Der Schmerz der Opferung ist der erste Schmerz, den Maria für uns ertrug

Sie musste ihren Sohn loslassen, ihn ganz dem Vater im Himmel und dessen Willen überantworten. Durch die Botschaft des Engels war ihr bewusst, dass sie den Messias geboren hatte. Als gläubige Jüdin kannte sie die Worte Jesajas über den Messias, den Gottesknecht, der die Vielen gerecht machen wird. Wenn auch nicht konkret, so erahnte sie dennoch, welchem Leiden ihr Kind entgegen ging. Mit der Opferung ihres Sohnes erfüllte sie nicht nur eine Pflicht der jüdischen Tradition, vielmehr stimmte sie damit dem Willen Gottes zu und nahm zugleich ihren eigenen Willen vollkommen zurück, damit Gott sein Werk mit, in und durch seinen Sohn vollbringen konnte. Demut und Liebe heiligen das Opfer, machen es kraftvoll und fruchtbar. Von dieser Fruchtbarkeit des Opfers Mariens leben wir heute. Als wahre Mutter hat sie uns durch Jesus das nie endende Leben geschenkt. Ihr ruhmreiches Ja zu jedem Opfer, das ihr als Miterlöserin abverlangt wurde, klingt durch alle Zeiten und zieht die Spur des Lebens nach sich.
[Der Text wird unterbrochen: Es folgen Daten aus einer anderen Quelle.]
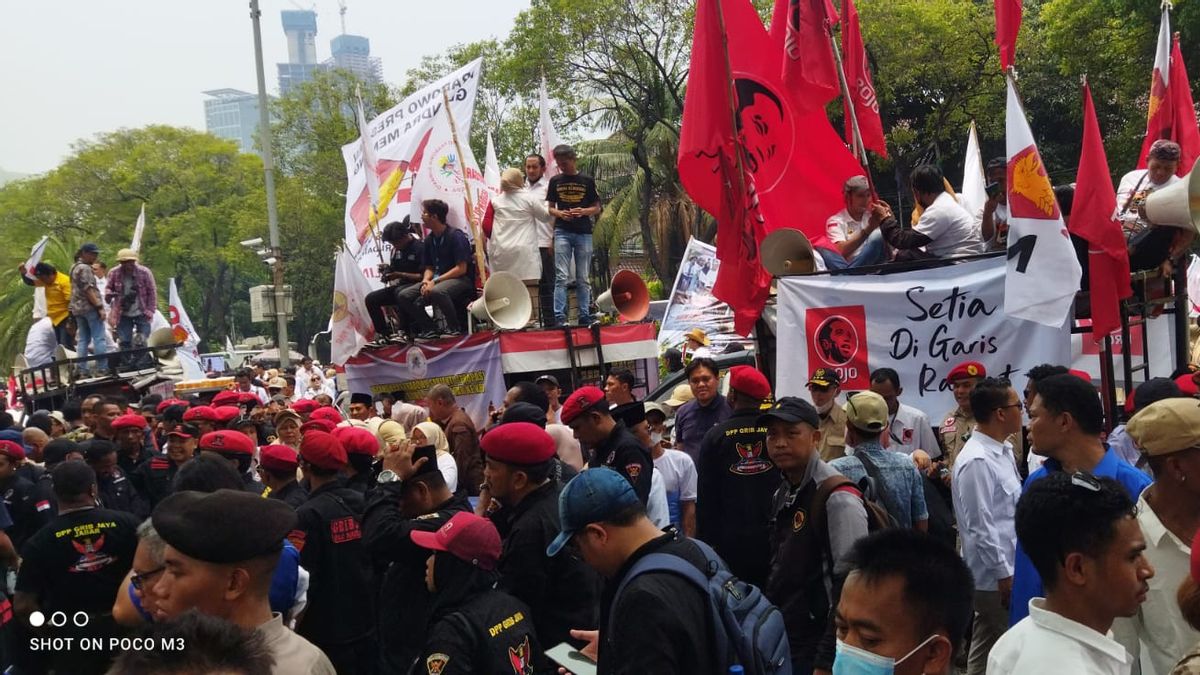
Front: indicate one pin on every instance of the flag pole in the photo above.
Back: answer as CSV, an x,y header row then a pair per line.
x,y
466,191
Wie Maria sind auch wir von Zeit zu Zeit gerufen, Gott – so wie wir ihn im Augenblick kennen – loszulassen, um ihn neu zu entdecken. Im geistlichen Leben sind unsere Gottesbilder oftmals die größten Stolpersteine, denn nur allzu leicht klammern wir uns an Bilder oder Vorstellungen, die wir uns von unserem Schöpfer gemacht haben. Gott aber lässt uns nicht bei unserer geringen Erkenntnis seiner selbst stehen. Er führt uns Schritt für Schritt tiefer in das Wesen seiner Gottheit ein. In dem Maße aber, in dem der Heilige Geist unseren Geist und unsere Seele formt und erleuchtet, veraltet das Erkannte und wir müssen es dankbar in die Hände Gottes zurücklegen, damit wir bereit sind Größeres anzunehmen. Des Weiteren bedarf es des Strebens nach Offenheit, die uns erlaubt, Christus dort zu erkennen, wo wir ihn vielleicht nicht vermuten würden.

Viele Jahre hat Simeon auf den Messias gewartet. Bestimmt hatte auch er sich ein Bild davon gemacht, wie sich die Verheißung, den Messias vor seinem Tod noch zu sehen, an ihm erfüllen wird. Aber ob er daran gedacht hatte, dass der erwartete Retter als kleines Baby zu ihm kommen würde? Simeon erkannte Christus in diesem Kind, weil er sich nicht auf seine Vorstellungen hinsichtlich dieser Begegnung fixiert hatte. Er blieb offen für den Heiligen Geist und konnte sich auf diese Weise ganz auf Gott einlassen. Hingabe, Loslassen, Opferbereitschaft und Offenheit für Gottes Geist und Wirken in unserem Leben, das alles können wir von Maria und Simeon lernen, um in der Liebe zu Gott und den Menschen zu wachsen und an den schweren Stunden unseres Lebens zu reifen.